Profitability Ratios

Profitability ratios are a type of accounting ratio that helps in determining the financial performance of business at the end of an accounting period. Profitability ratios show how well a company is able to make profits from its operations.

Let us now discuss the types of profitability ratios.

Types of Profitability Ratios

The following types of profitability ratios are discussed for the students of Class 12 Accountancy as per the new syllabus prescribed by CBSE:

  1. Gross Profit Ratio
  2. Operating Ratio
  3. Operating Profit Ratio
  4. Net Profit Ratio
  5. Return on Investment (ROI)
  6. Return on Net Worth
  7. Earnings per share
  8. Book Value per share
  9. Dividend Payout Ratio
  10. Price Earning Ratio

Gross Profit Ratio

 Gross Profit Ratio is a profitability ratio that measures the relationship between the gross profit and net sales revenue. When it is expressed as a percentage, it is also known as the Gross Profit Margin.

Formula for Gross Profit ratio is

Gross Profit Ratio = Gross Profit/Net Revenue of Operations × 100 

A fluctuating gross profit ratio is indicative of inferior product or management practices.

Operating Ratio

 Operating ratio is calculated to determine the cost of operation in relation to the revenue earned from the operations.

The formula for operating ratio is as follows

Operating Ratio      =       (Cost of Revenue from Operations + Operating Expenses)/

Net Revenue from Operations ×100

Operating Profit Ratio

 Operating profit ratio is a type of profitability ratio that is used for determining the operating profit and net revenue generated from the operations. It is expressed as a percentage.

The formula for calculating operating profit ratio is:

Operating Profit Ratio = Operating Profit/ Revenue from Operations × 100 

Or  Operating Profit Ratio = 100 – Operating ratio 

Net Profit Ratio

 Net profit ratio is an important profitability ratio that shows the relationship between net sales and net profit after tax. When expressed as percentage, it is known as net profit margin.

Formula for net profit ratio is

Net Profit Ratio = Net Profit after tax ÷ Net sales

Or

Net Profit Ratio = Net profit/Revenue from Operations × 100

It helps investors in determining whether the company’s management is able to generate profit from the sales and how well the operating costs and costs related to overhead are contained.

Also read: Net Profit Ratio

Return on Capital Employed (ROCE) or Return on Investment (ROI)

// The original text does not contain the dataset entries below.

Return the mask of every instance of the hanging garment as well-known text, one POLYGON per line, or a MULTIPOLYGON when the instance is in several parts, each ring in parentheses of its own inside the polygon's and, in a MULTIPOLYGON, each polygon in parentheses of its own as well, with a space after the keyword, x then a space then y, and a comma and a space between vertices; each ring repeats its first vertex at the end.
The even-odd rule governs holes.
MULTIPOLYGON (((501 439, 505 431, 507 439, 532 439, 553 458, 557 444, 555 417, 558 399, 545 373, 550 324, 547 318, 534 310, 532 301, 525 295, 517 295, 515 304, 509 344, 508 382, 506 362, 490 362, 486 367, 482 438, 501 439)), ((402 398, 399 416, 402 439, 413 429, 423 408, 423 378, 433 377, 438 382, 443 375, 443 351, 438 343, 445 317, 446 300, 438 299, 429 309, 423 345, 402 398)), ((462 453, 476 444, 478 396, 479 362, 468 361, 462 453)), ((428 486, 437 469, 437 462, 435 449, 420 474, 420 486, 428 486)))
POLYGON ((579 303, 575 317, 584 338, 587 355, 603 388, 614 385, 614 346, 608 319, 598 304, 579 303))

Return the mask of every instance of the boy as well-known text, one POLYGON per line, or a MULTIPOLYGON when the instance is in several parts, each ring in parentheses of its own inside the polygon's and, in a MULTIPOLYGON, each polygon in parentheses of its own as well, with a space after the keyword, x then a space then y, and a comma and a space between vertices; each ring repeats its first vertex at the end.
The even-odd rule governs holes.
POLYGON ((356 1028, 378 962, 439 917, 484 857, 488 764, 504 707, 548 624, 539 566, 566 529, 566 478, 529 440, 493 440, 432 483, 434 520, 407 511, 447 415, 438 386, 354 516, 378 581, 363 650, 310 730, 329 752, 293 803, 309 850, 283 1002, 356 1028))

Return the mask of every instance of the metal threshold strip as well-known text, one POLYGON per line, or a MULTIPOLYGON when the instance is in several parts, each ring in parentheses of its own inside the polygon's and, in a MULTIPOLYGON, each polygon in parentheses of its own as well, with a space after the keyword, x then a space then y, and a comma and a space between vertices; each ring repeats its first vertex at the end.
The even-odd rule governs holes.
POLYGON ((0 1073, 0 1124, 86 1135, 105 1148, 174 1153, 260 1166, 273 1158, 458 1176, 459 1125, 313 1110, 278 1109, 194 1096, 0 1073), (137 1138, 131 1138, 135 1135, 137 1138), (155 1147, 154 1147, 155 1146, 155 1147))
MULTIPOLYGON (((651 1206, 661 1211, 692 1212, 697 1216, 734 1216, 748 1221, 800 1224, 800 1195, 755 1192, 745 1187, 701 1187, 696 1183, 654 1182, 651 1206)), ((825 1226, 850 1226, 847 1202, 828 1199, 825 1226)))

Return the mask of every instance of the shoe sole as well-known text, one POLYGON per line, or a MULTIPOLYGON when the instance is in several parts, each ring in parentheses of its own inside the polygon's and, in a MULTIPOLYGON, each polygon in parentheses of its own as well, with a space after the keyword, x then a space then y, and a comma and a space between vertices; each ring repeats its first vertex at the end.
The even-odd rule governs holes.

 Return on capital employed (ROCE) or Return on Investment is a profitability ratio that measures how well a company is able to generate profits from its capital. It is an important ratio that is mostly used by investors while screening for companies to invest.

The formula for calculating Return on Capital Employed is :

ROCE or ROI = EBIT ÷ Capital Employed × 100

Where EBIT = Earnings before interest and taxes or Profit before interest and taxes

Capital Employed = Total Assets – Current Liabilities

Return on Net Worth

 This is also known as Return on Shareholders funds and is used for determining whether the investment done by the shareholders are able to generate profitable returns or not. 

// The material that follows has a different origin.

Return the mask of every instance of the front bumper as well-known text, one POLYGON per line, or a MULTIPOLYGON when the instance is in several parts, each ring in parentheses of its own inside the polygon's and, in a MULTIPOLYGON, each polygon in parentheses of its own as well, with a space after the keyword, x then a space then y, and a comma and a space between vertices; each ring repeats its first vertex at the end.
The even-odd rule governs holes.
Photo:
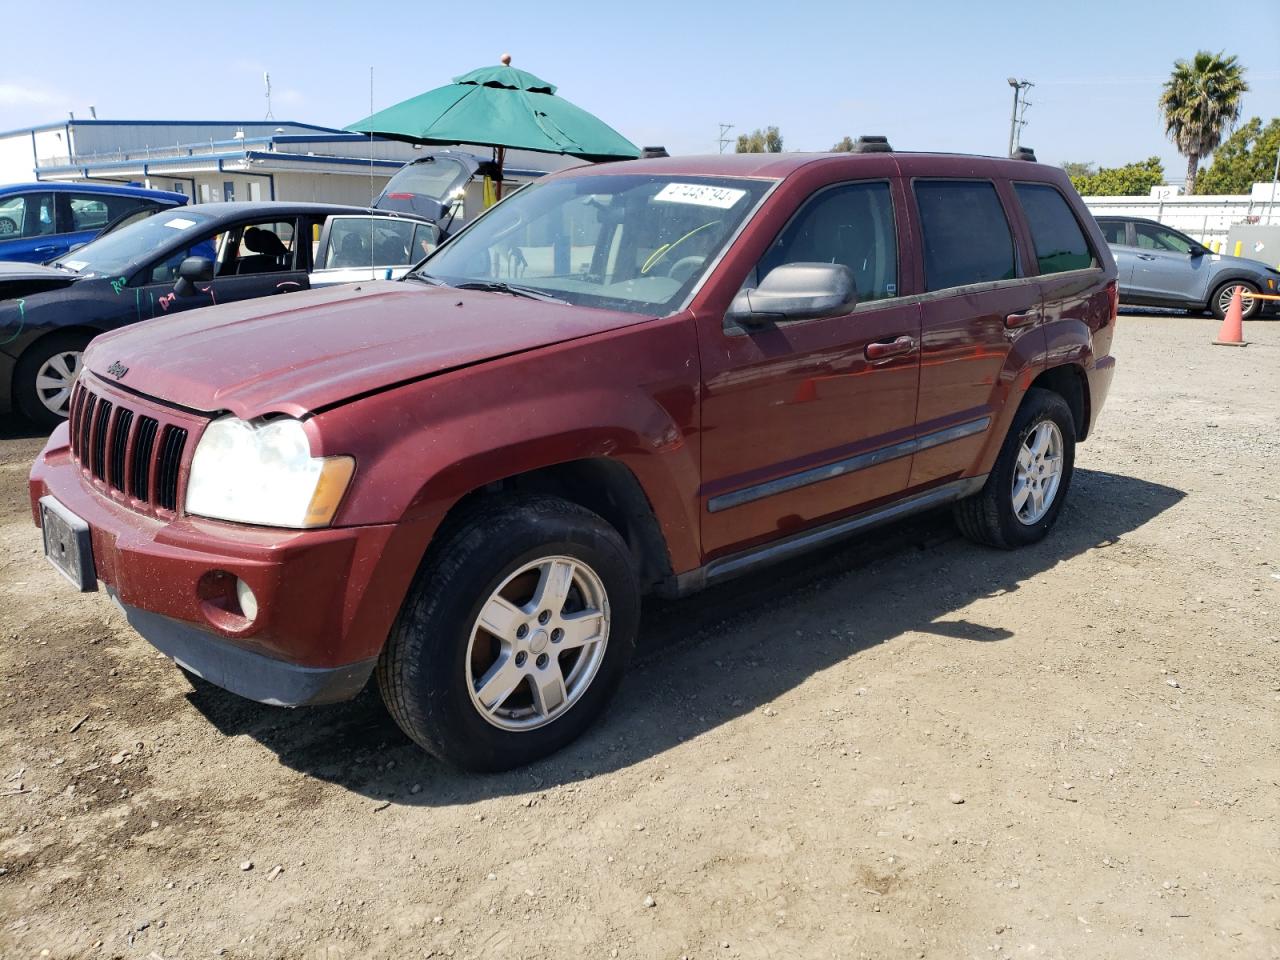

It should always be higher than the return on investment which otherwise would indicate that the company funds are not utilised properly.

The formula for Return on Net Worth is calculated as :

Return on Shareholders’ Fund =  Profit after Tax / Shareholders’ Funds × 100

Or Return on Net Worth = Profit after Tax / Shareholders’ Funds × 100

Earnings Per Share (EPS)

 Earnings per share or EPS is a profitability ratio that measures the extent to which a company earns profit. It is calculated by dividing the net profit earned by outstanding shares.

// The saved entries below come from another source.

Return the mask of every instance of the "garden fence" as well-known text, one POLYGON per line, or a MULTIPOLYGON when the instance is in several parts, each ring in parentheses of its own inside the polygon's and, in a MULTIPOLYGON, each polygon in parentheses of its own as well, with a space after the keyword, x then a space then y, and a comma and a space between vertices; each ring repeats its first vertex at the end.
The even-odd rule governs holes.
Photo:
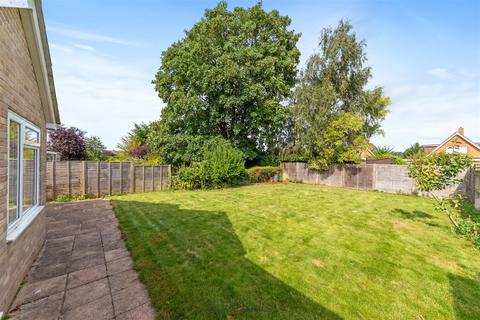
POLYGON ((139 166, 132 162, 47 161, 47 199, 58 196, 104 195, 161 191, 170 187, 168 165, 139 166))
MULTIPOLYGON (((419 193, 415 181, 408 176, 408 167, 392 164, 336 165, 329 170, 315 170, 303 162, 284 162, 286 177, 291 181, 336 187, 371 189, 384 192, 419 193)), ((446 197, 455 192, 466 194, 480 207, 480 171, 472 167, 459 175, 462 182, 435 192, 446 197)))

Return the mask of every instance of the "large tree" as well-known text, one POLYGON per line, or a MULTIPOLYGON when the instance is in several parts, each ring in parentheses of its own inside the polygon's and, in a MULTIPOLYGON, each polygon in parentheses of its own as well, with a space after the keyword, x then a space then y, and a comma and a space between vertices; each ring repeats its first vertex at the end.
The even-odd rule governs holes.
POLYGON ((162 53, 153 81, 168 134, 222 136, 248 159, 275 143, 295 84, 300 34, 290 18, 226 2, 162 53))
POLYGON ((348 21, 322 31, 319 52, 310 56, 292 99, 290 139, 313 167, 355 162, 368 139, 381 133, 390 100, 381 87, 368 89, 365 41, 348 21))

The formula for calculating EPS is:

Earnings per share = Net Profit ÷ Total no. of shares outstanding

Having higher EPS translates into more profitability for the company.

Book Value Per Share

Book value per share is referred to as the equity that is available to the the common shareholders divided by the number of outstanding shares

Equity can be calculated by:

Equity funds = Shareholders funds – Preference share capital

The formula for calculating book value per share is:

Book Value per Share = (Shareholders’ Equity – Preferred Equity) / Total Outstanding Common Shares.

Dividend Payout Ratio

Dividend payout ratio calculates the amount paid to shareholders as dividends in relation to the amount of net income generated by the business.

It can be calculated as follows:

Dividend Payout Ratio (DPR) : Dividends per share / Earnings per share

Price Earning Ratio

This is also known as P/E Ratio. It establishes a relationship between the stock (share) price of a company and the earnings per share. It is very helpful for investors as they will be more interested in knowing the profitability of the shares of the company and how much profitable it will be in future.

P/E ratio is calculated as follows:

P/E Ratio = Market value per share ÷ Earnings per share

It shows if the company’s stock is overvalued or undervalued.